El lugar: El Tabernáculo de Reunión es un lugar en la tierra diseñado para comunicar la separación entre el Dios santo y los hombres pecadores y la restauración de esa relación rota.

Los sacerdotes: Dios elige y dedica a Aarón y sus hijos como siervos en el tabernáculo y como adjudicadores entre Él y su pueblo. Estos sacerdotes llevaban un efod adornado con 12 piedras grabadas con el nombre de las tribus de Israel como recordatorio físico de su vocación y deber. La ceremonia de consagración les recordó que ellos también eran pecadores que necesitaban limpieza y sustitución. Los sacrificios de la mañana y de la tarde eran recordatorios constantes de la pecaminosidad del hombre, la santidad de Dios y la forma de expiación. Los sacerdotes nunca debían tomar su papel a la ligera; llevaban sus vestiduras sacerdotales y tocados que decían “Santidad al SEÑOR” (28:36).

El precio: Dios requiere un sacrificio de cualquiera que desee acercarse a Él. Estos sacrificios, tanto individuales como colectivos, declaran que la humanidad pecadora solo puede acercarse a Dios Santo a través de la sangre de un sustituto inocente. Cada vez que ofrecen sus sacrificios, ponen sus manos sobre la cabeza del animal para identificarse con el animal, transfiriendo su pecado a ese animal y reconociendo la realidad de la pena del pecado: la muerte.

Tristemente, Israel se rebeló contra Dios cuando sus sacerdotes se corrompieron a sí mismos y su gente adoró a los ídolos. Dios sacó a Israel de su tierra por un tiempo. Luego vino un Sumo Sacerdote que se ofreció a sí mismo como sustituto del pecado del hombre. Dios aceptó su ofrenda, y Dios nuevamente mora entre su pueblo, “Y el Verbo se hizo carne y habitó entre nosotros, y vimos su gloria, la gloria del unigénito del Padre, lleno de gracia y verdad” (Juan 1: 14).

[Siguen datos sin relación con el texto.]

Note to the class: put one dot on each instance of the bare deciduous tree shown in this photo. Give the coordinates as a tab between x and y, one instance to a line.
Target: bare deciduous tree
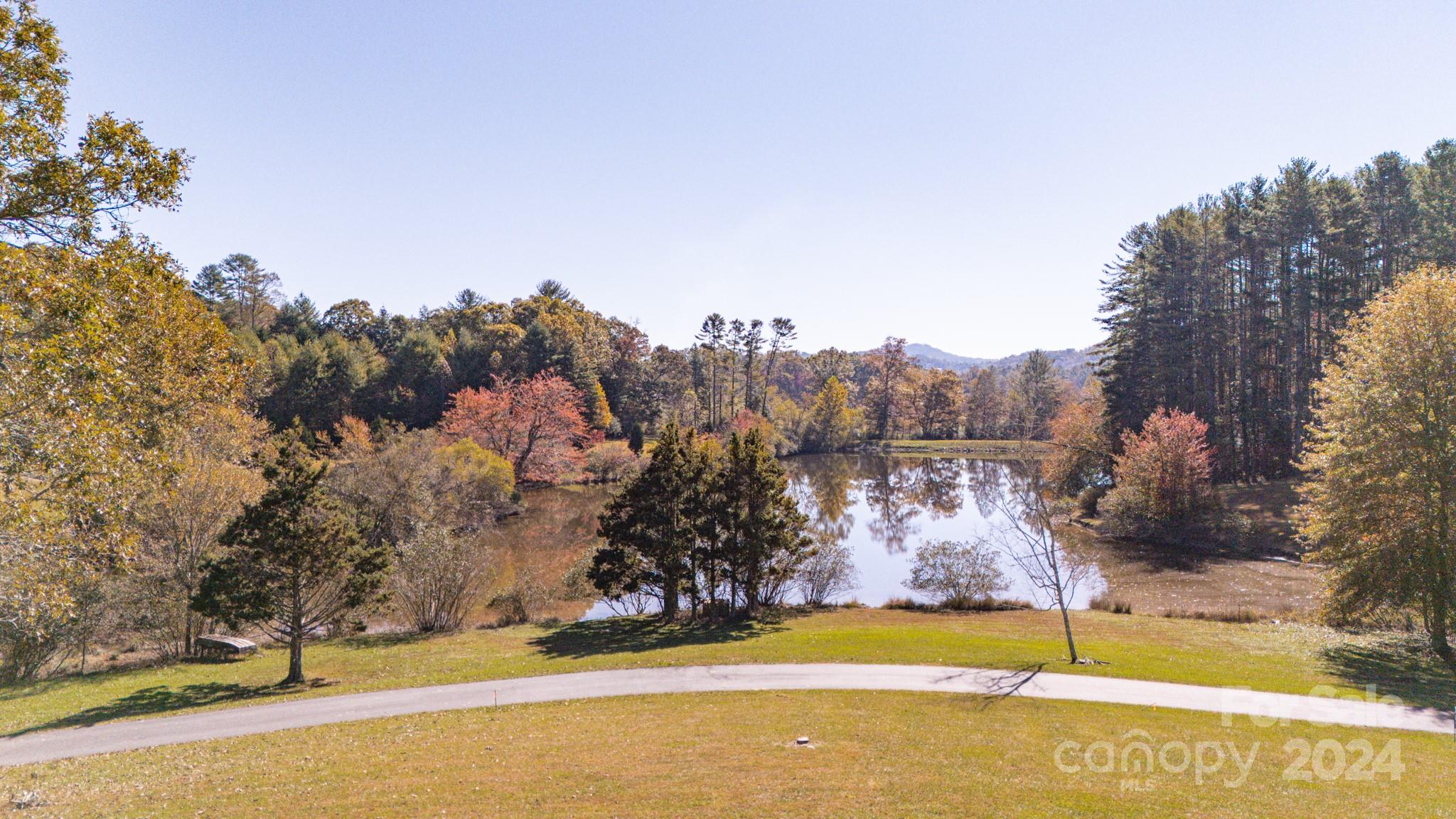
1029	538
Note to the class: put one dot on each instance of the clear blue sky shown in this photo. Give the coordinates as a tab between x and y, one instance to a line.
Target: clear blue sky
950	172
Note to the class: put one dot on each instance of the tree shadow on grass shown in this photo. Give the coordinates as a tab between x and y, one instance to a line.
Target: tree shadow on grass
161	700
632	634
1403	668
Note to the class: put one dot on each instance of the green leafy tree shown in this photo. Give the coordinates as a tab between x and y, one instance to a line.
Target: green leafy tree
762	527
293	562
884	394
1436	196
650	527
832	422
1381	502
50	193
1034	397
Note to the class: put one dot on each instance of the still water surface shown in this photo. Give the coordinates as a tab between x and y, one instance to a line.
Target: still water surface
883	508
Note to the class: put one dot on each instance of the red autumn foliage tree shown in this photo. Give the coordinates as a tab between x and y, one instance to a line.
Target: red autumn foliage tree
1165	470
536	424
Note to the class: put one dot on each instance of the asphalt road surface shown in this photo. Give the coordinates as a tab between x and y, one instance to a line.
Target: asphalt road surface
130	735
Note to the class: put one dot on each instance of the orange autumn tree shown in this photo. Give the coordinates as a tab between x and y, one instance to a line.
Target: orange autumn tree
536	424
1164	476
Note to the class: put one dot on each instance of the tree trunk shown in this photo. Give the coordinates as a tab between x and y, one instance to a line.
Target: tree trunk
1066	623
1440	630
670	595
294	659
296	637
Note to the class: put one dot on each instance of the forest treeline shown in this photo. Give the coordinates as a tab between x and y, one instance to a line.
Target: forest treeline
316	368
1229	308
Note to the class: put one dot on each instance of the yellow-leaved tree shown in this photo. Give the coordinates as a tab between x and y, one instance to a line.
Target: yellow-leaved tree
1381	502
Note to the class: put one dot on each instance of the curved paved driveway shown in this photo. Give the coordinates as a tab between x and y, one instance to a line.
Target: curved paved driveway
132	735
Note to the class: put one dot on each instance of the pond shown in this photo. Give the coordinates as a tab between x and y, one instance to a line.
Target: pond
884	506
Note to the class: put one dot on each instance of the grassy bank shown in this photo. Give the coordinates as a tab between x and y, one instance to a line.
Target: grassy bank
961	448
874	754
1263	656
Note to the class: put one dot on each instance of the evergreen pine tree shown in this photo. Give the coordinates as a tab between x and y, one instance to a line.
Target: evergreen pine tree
293	563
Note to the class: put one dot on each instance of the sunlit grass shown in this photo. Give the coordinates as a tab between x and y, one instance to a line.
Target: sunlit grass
1264	656
874	754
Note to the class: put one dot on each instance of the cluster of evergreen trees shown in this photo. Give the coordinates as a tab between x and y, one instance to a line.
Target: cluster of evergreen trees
318	368
1231	306
705	523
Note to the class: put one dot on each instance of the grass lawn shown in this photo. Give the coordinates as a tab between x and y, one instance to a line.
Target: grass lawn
875	754
1286	658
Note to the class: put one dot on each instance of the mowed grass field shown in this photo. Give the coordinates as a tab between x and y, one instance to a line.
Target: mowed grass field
1286	658
874	754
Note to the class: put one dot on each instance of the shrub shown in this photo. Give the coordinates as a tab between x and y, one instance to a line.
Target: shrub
956	572
437	577
611	461
1079	461
828	573
1110	605
1089	499
523	601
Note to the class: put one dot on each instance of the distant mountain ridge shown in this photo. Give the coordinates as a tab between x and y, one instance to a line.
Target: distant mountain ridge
1075	365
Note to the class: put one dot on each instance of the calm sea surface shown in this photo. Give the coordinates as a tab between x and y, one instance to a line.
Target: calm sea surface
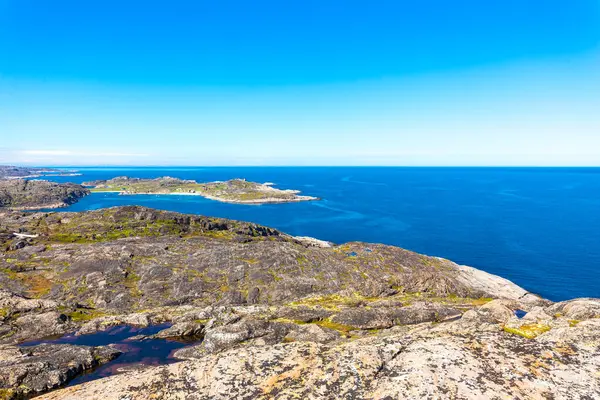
539	227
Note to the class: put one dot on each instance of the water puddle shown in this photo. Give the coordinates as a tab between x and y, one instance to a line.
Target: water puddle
136	353
520	313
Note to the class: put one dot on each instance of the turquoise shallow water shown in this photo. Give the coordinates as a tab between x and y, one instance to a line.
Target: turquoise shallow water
539	227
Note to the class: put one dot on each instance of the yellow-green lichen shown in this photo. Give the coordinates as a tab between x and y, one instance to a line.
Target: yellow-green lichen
529	331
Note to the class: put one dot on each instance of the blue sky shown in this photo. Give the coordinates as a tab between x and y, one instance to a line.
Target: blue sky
300	83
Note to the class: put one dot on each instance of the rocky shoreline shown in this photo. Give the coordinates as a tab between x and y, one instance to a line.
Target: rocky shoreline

Dios anhela morar entre su pueblo. ¡Que Él encuentre un lugar de acogida dándole la  bienvenida en los corazones y las vidas de su pueblo hoy! ¡Dios está entre su pueblo!

Preguntas de la lectura de hoy (Éxodo 29: 1-31: 18):

¿Qué papel desempeñaría Israel en la construcción del Tabernáculo de Reunión?

¿Qué requeriría la celebración del sábado de Israel como comunidad?

¿Cómo se comunica el SEÑOR con la congregación de Israel?